Born: 1814-06-10 DeRuyter, New York
Died: 1876-12-25 White Plains, New York
James W. Nye was a lawyer, district attorney, judge, city government official, territorial governor, and U.S. senator. Born into a family of limited financial resources, Nye attended local common schools before matriculating to the Homer Academy, Homer, New York. He read law and earned admission to the bar in Madison County, New York. In addition to his law practice, Nye became a fixture in the local Democratic Party. In 1839, he became district attorney, and in 1844, he became surrogate of Morgan County, a position he held until 1847, when he became judge of the county court. In 1848, Nye left the Democratic Party to run for Congress representing the Free Soil Party.

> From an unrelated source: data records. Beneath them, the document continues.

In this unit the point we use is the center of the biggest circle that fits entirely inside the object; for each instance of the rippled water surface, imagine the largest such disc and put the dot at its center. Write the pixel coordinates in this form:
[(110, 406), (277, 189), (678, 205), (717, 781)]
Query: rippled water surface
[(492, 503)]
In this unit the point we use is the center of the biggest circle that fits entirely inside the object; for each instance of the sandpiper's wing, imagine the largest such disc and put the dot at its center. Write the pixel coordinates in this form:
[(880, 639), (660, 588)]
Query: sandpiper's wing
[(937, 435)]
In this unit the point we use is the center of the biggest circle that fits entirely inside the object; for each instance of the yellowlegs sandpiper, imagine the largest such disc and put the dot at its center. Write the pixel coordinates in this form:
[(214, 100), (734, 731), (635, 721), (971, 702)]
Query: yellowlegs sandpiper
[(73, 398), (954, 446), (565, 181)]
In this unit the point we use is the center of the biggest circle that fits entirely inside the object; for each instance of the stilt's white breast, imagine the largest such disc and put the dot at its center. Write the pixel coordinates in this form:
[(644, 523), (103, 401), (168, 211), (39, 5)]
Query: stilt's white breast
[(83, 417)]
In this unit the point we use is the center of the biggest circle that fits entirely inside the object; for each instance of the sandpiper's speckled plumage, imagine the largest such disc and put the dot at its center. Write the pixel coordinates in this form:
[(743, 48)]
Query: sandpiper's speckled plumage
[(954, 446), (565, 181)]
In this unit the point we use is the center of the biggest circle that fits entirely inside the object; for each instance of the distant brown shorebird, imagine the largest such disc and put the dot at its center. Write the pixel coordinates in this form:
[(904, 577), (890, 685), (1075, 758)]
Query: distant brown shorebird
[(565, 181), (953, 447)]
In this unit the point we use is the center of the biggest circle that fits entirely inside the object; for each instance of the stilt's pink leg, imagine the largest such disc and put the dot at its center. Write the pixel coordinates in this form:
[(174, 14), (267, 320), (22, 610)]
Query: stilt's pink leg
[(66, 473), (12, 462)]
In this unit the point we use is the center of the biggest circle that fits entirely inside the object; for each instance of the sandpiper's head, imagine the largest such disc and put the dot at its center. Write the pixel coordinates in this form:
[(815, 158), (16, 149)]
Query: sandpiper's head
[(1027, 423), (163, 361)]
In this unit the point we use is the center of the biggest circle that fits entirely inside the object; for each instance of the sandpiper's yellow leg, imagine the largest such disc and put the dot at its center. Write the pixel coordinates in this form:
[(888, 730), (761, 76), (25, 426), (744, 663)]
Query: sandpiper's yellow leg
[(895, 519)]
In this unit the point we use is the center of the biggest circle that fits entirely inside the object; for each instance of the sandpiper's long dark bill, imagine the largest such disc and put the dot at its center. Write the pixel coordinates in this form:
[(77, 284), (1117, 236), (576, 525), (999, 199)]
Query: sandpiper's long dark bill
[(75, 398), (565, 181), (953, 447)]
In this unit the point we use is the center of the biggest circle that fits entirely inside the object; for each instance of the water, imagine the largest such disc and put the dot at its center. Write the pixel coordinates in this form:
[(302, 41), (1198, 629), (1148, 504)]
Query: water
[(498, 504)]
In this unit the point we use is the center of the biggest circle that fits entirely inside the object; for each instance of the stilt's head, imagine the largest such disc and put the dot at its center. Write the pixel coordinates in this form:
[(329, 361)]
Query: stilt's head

After his unsuccessful bid for Congress, he resumed his work in the county court, remaining judge until 1851. After his tenure ended, he moved to Syracuse, New York, living there until 1860, when New York City appointed him the first president of the Metropolitan Police Commission. Having joined the Republican Party in 1856, Nye supported Abraham Lincoln’s presidential campaign in 1860, and Lincoln reward him with a commission as a brigadier general and an appointment as the governor of the Nevada Territory. Arriving in Nevada in July 1861, Nye immediately organized the territorial government. Throughout the next three years, he worked against a conservative territorial legislature to set a Republican agenda. Nye also worked closely with President Lincoln to make Nevada a state in 1864. In December 1864, the Nevada Legislature chose Nye as one of its two U.S. Senators. Nye supported the Thirteenth Amendment and served in the U.S. Senate until 1873.
Nye married Elsie Benson, with whom he had two children.
Margaret Horsnell, “Nye, James Warren,” American National Biography, ed. by John A. Garraty and Mark C. Carnes (New York: Oxford University Press, 1999), 16:567-68; Gravestone, Bronx Cemetery, Bronx, NY.